It’s time for companies to take a hard look at how they manage secrets

Leaked infrastructure secrets – code, credentials and keys – which are exposed accidentally or intentionally cost companies an average of $1.2 million in revenue per year, according to a report from 1Password.

The report explores how organizations are managing the explosion of sensitive information, the prevalence of secrets management shortcomings and the severe impact on the bottom line, including damaged corporate reputation, alienated customers and delayed product cycles.

“Secrets are now the lifeblood for IT and DevOps as they seek to support the explosion of apps and services now required in the modern enterprise” said Jeff Shiner, 1Password CEO.

“Our research reveals that secrets are booming, but IT and DevOps teams are not meeting rigorous standards to protect them – and in the process are putting organizations at risk of incurring tremendous cost. It’s time for companies to take a hard look at how they manage secrets, and adopt practices and solutions to ‘put the secret back into secrets’ to support a culture of security.”

Secrets are everywhere

Today, 65% of IT and DevOps employees estimate their company has more than 500 secrets – and 18% say they have more than they can count.

• Managing secrets is expensive: IT and DevOps spend an average of 25 minutes each day managing secrets, at an estimated payroll expense of $8.5B annually across companies in the US.
• More apps, more secrets: 51% of IT/DevOps workers say their time spent managing secrets has increased in the last year, and for 10% it’s more than doubled.

Loose secrets sink enterprises

1Password’s research found that losing control of secrets can damage many aspects of enterprise operations and undermine the bottom line.

• Financial pain: IT/DevOps workers whose company lost control of secrets said their company lost, on average, $1.2M. Ten percent of IT/DevOps who experienced secrets leakage said their company lost more than $5M – amounting to billions across the national economy.
• Bad business side effects: 40% of IT/DevOps workers at organizations who’ve experienced secrets leakage report brand reputation damage; 29% say it led to lost clients.
• Product delays: IT/DevOps shared that 61% of projects are delayed due to poor secret management.
• Ex-employee risk factor: 77% of IT/DevOps workers say that they still have some amount of access to their former with 37% saying that they still have full access.

Manage secrets

52% of IT and DevOps workers say that the explosion of cloud applications has made managing secrets more difficult.

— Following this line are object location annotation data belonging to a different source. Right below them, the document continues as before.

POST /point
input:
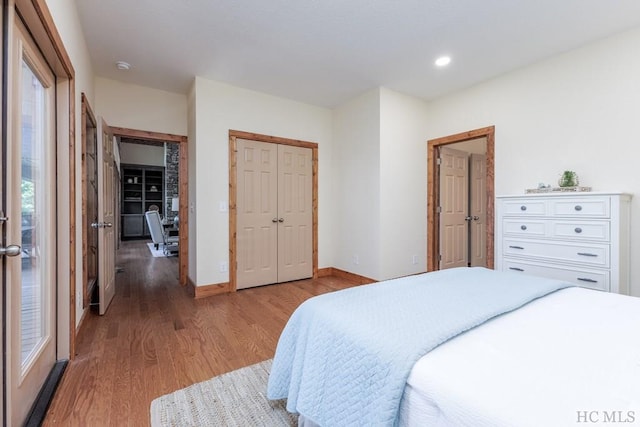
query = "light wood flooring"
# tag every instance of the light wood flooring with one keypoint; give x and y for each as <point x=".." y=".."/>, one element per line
<point x="155" y="339"/>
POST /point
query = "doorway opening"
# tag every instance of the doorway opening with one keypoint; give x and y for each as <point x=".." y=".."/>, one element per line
<point x="434" y="228"/>
<point x="180" y="202"/>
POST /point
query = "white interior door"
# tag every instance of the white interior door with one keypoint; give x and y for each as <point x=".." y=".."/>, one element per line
<point x="454" y="200"/>
<point x="478" y="211"/>
<point x="28" y="267"/>
<point x="295" y="218"/>
<point x="257" y="213"/>
<point x="106" y="217"/>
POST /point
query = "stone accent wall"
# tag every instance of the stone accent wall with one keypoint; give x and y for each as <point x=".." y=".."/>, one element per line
<point x="172" y="163"/>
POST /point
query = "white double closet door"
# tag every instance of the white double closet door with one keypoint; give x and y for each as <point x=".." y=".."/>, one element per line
<point x="274" y="206"/>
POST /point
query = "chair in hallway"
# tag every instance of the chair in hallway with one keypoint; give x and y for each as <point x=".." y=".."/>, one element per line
<point x="158" y="235"/>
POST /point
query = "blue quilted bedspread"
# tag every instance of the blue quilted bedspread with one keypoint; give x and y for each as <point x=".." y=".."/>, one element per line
<point x="344" y="357"/>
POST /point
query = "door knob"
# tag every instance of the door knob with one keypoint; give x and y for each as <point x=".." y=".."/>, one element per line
<point x="11" y="250"/>
<point x="101" y="225"/>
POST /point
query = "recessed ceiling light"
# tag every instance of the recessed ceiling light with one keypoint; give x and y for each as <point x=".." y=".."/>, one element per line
<point x="443" y="61"/>
<point x="124" y="66"/>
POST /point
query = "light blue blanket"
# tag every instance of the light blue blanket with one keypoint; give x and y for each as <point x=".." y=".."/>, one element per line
<point x="344" y="357"/>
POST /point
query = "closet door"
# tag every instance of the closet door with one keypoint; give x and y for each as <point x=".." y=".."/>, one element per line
<point x="295" y="189"/>
<point x="274" y="205"/>
<point x="257" y="207"/>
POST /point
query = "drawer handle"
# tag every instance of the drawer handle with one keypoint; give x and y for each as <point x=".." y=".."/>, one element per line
<point x="587" y="254"/>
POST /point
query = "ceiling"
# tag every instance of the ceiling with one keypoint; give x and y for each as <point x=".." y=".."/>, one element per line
<point x="325" y="52"/>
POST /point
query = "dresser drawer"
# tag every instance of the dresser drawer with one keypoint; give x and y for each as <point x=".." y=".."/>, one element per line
<point x="586" y="278"/>
<point x="580" y="207"/>
<point x="581" y="230"/>
<point x="596" y="255"/>
<point x="524" y="207"/>
<point x="525" y="227"/>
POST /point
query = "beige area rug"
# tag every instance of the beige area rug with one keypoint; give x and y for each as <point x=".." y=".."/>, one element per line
<point x="237" y="398"/>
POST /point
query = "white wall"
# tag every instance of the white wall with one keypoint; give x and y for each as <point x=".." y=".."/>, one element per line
<point x="66" y="20"/>
<point x="141" y="154"/>
<point x="356" y="181"/>
<point x="142" y="108"/>
<point x="576" y="111"/>
<point x="217" y="108"/>
<point x="403" y="185"/>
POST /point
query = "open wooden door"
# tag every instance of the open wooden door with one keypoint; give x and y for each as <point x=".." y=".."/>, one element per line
<point x="106" y="217"/>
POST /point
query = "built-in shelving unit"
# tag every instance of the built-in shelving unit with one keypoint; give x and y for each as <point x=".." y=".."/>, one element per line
<point x="142" y="190"/>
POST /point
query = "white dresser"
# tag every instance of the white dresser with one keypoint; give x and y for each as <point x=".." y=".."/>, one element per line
<point x="578" y="237"/>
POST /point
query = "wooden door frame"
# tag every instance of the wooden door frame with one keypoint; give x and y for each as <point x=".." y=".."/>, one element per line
<point x="87" y="117"/>
<point x="183" y="188"/>
<point x="433" y="192"/>
<point x="233" y="196"/>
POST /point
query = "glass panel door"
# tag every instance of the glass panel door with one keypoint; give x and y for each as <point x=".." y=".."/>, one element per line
<point x="34" y="208"/>
<point x="31" y="201"/>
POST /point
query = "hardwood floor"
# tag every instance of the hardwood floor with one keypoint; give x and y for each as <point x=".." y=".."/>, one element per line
<point x="155" y="339"/>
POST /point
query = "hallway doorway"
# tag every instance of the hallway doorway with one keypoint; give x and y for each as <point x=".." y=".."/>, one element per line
<point x="436" y="240"/>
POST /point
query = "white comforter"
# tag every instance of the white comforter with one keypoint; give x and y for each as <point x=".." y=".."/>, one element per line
<point x="570" y="358"/>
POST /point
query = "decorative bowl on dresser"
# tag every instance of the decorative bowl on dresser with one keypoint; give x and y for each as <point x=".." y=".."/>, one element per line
<point x="578" y="237"/>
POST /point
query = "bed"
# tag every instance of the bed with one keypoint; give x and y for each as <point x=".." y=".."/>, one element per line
<point x="560" y="355"/>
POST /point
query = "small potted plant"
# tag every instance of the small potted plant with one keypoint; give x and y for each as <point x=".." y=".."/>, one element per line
<point x="568" y="179"/>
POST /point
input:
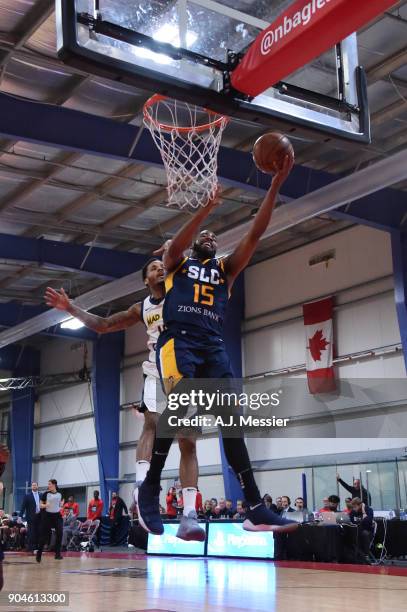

• IT/DevOps are too busy to keep secrets: The very people that should be keeping secrets aren’t making it a priority; 80% of employees of IT/DevOps organizations admit to not managing their secrets well.
• Secrets, secrets everywhere: 25% of employees at IT/DevOps companies have secrets in 10 or more different locations and have shared with colleagues via insecure channels – email (59%), chat services such as Slack (40%), spreadsheets/shared documents (36%) and text (26%).
• Undermining the enterprise: IT/DevOps employees report that poorly managing enterprise secrets wastes time (48%), delays projects (38%), frustrates employees (36%) and disrupts workflows (33%).

Sloppy secrets

IT and DevOps employees are concerned about the consequences of their companies not doing enough to secure their secrets. However, IT and DevOps employees also admit to being careless when sharing secrets, opening the door to potential leaks.

• Wash, rinse, repeat: 64% of IT/DevOps workers admit to reusing enterprise secrets between projects.
• Passing notes around the server room: 36% of IT/DevOps workers say they’ll share secrets over insecure channels to increase productivity and speed.
• Enforcement issues: 97% of IT/DevOps workers report their organization has a policy in place for enterprise secrets generation, but just 36% say their company is strict with its policy enforcement.
• Terror time: 51% of IT/DevOps workers have explicit fears with the way their company currently handles secrets.

Bosses are the “leak” link

Those with most at stake – managers and VPs – are more likely to circumvent security policies, reuse secrets and access production systems without permission.

• Convenience over security: Sixty-three percent of team leads and managers and 67% of VP and above have ignored or worked around company security policies to meet COVID-19 work demands–nearly triple the rate of individual IT/DevOps contributors (25%).
• VPs are double the trouble: 81% of IT/DevOps VPs and above have reused secrets between projects, compared to 65% of team leads and managers. VPs and above are twice as likely to reuse secrets as individual contributors (39%).